Archives pour août 31st, 2009

Chacrise, 10 septembre 1914

copie-de-marque-pages-08-09Ma mère secoue sa lourde jupe pour me faire lâcher prise, mais je la tiens avec les deux mains, en essayant de m’y cacher. « Va-t’en, Jean ! Joue avec les autres ! » Mais, précisément, j’ai été renvoyé du foot parce que je suis trop petit. Mon frère me protège contre tout le monde, mais en échange se permet de menues brutalités. Pour me faire partir, il m’avait poussé dans des orties. Mes jambes brûlent encore.

C’est déjà trop tard. Trois Allemands nous abordent, deux soldats pointant leurs fusils vers nous, comme mon père avait dit de ne jamais faire, et un officier, dont je n’ose regarder que la ceinture noire brillante.

« Votre homme ! » ordonne l’officier. « Je ne sais pas » répond ma mère. L’officier me prend le bras. « Votre homme ! » Voyant la peur dans les yeux de ma mère, mon sang se glace, figeant mes membres, et je ne peux pas respirer, comme si le ballon de foot s’était coincé en moi, ne laissant plus de place, tellement j’ai peur.
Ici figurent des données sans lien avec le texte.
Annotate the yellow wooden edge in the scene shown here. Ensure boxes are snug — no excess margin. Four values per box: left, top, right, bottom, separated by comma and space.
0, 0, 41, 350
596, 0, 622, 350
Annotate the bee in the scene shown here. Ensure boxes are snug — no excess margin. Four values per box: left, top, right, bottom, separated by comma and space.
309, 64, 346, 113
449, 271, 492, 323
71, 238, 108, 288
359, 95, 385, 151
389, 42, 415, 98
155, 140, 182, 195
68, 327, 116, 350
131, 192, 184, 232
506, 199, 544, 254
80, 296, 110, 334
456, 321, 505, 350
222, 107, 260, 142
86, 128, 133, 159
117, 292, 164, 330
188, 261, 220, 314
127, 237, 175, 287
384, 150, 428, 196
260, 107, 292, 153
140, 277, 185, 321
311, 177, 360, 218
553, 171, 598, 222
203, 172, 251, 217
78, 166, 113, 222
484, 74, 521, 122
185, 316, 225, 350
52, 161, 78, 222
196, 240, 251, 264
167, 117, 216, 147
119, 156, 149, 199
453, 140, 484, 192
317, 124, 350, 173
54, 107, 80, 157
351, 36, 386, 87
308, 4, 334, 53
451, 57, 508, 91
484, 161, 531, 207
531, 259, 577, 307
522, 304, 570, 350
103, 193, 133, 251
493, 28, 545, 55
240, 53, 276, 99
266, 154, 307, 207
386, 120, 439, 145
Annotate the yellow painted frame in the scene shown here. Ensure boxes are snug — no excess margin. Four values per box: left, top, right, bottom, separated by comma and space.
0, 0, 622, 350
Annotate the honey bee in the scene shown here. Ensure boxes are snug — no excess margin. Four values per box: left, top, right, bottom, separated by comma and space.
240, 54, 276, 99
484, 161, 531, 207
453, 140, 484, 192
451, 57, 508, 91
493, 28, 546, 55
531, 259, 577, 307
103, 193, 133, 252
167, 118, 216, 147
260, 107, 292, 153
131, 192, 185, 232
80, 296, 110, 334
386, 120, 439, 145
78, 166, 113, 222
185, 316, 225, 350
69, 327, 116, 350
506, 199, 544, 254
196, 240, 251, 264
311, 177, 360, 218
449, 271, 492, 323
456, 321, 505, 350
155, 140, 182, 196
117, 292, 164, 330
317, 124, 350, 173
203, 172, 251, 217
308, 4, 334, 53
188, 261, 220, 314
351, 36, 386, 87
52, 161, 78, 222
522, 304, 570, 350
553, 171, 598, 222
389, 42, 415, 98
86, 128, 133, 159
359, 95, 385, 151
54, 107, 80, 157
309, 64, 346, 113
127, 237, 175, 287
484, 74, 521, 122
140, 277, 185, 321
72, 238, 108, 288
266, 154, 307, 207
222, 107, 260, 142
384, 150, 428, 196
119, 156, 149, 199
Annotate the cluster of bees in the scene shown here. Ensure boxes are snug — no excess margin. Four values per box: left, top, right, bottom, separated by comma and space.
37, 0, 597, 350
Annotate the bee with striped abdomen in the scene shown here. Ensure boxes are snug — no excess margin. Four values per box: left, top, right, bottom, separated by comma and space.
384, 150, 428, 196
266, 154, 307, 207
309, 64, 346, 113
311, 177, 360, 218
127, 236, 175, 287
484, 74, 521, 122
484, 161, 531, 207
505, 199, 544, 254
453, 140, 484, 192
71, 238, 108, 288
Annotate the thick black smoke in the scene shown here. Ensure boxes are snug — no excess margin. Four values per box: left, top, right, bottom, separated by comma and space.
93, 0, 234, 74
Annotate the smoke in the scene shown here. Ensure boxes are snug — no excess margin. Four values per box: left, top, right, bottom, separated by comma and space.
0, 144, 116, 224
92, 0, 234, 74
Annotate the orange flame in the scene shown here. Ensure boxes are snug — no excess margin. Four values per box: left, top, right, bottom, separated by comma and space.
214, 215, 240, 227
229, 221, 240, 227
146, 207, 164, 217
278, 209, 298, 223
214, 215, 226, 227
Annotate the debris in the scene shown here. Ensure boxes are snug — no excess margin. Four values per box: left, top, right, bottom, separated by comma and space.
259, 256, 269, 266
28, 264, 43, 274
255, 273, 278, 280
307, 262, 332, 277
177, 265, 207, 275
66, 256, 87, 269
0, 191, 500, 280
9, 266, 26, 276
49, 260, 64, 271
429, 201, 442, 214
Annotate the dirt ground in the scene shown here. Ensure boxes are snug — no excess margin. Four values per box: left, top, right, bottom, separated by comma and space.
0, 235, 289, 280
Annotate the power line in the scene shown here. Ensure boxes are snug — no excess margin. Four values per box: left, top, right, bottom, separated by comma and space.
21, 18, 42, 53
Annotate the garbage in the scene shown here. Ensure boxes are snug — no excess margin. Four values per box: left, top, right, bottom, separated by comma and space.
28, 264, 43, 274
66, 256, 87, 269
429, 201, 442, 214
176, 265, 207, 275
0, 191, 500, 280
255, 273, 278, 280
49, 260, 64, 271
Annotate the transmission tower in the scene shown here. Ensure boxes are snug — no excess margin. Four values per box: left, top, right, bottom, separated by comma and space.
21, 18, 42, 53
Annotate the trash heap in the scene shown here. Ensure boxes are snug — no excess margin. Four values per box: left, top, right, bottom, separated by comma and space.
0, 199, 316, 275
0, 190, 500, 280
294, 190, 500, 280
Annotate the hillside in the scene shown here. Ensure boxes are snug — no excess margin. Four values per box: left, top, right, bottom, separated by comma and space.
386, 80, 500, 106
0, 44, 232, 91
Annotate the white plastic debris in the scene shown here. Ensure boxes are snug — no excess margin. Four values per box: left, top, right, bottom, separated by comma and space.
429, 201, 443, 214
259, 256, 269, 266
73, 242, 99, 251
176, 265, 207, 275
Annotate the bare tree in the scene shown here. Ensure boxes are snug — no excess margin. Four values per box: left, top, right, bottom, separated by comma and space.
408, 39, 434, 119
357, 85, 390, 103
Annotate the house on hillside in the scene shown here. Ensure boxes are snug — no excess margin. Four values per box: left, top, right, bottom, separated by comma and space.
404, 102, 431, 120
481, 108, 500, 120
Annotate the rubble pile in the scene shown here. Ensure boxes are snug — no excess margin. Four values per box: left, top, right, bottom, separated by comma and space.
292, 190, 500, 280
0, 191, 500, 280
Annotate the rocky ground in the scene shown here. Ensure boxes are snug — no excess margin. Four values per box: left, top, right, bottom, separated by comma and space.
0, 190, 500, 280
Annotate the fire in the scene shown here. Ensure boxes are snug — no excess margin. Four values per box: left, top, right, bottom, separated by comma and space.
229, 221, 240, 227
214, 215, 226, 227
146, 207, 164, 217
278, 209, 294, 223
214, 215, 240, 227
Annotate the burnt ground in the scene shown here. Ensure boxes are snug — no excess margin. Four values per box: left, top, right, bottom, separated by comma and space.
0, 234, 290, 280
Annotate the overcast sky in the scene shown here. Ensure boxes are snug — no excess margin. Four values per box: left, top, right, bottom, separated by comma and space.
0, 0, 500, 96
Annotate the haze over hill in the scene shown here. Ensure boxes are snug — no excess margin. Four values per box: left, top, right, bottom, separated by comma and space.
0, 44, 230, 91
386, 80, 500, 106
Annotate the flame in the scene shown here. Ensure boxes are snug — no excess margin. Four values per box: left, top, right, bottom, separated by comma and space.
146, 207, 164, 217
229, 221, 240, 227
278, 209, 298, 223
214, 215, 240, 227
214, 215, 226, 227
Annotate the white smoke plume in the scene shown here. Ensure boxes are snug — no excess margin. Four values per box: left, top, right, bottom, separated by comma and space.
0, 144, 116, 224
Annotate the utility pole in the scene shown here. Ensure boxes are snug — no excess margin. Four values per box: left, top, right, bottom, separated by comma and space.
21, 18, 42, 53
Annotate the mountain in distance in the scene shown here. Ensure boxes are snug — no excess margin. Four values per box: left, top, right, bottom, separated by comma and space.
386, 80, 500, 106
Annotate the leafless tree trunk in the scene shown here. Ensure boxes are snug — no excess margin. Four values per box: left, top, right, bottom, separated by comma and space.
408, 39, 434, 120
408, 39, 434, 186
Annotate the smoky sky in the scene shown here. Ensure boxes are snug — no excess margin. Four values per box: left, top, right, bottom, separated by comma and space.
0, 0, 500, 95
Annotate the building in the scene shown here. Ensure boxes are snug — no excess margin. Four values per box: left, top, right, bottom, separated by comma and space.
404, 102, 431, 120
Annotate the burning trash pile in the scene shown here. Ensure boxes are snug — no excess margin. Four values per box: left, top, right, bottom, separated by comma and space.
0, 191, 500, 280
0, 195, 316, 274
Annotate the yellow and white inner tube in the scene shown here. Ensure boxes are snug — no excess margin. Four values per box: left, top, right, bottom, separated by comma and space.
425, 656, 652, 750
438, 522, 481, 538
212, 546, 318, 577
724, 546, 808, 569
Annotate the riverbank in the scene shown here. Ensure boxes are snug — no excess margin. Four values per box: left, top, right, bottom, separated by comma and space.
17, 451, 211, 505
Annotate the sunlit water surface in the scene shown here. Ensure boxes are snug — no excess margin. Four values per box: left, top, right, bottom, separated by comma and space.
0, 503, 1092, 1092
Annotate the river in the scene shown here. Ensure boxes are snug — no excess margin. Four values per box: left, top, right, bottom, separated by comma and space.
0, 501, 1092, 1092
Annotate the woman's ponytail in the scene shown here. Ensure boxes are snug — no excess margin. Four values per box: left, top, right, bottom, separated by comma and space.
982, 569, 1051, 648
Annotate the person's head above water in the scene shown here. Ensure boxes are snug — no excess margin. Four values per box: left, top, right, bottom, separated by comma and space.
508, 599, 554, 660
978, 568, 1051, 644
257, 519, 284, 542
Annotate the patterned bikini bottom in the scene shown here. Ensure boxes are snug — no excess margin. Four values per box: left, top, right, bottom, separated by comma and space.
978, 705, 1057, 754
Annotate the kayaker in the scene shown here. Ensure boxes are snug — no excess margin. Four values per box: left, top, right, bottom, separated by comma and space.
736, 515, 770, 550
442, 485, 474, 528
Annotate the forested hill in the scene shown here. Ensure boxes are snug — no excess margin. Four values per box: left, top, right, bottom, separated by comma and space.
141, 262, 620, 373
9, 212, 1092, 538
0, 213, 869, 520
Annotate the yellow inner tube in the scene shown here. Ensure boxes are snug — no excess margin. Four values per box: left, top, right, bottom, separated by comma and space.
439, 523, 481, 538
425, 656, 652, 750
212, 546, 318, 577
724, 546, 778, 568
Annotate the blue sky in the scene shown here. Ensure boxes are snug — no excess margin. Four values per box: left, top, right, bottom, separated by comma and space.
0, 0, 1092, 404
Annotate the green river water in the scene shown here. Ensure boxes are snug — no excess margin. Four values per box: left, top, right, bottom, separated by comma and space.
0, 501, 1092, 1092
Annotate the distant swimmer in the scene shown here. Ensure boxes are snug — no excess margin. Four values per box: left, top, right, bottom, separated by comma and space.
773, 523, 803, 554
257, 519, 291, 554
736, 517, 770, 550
J’indique avec mon doigt la trappe du four à pain derrière le foyer. Un des soldats l’ouvre, y met le bras et, brusquement, fait sortir mon père, accroupi là-dedans. Il est tout taché de suie. Les militaires le regardent avec mépris. « Besoin de pain. Tu sais faire. Viens ! »

Ma mère s’affole. Elle aurait pu m’en vouloir, mais elle a d’autres urgences. « Va chercher ton frère au foot ! Il faut qu’il prévienne, sinon… »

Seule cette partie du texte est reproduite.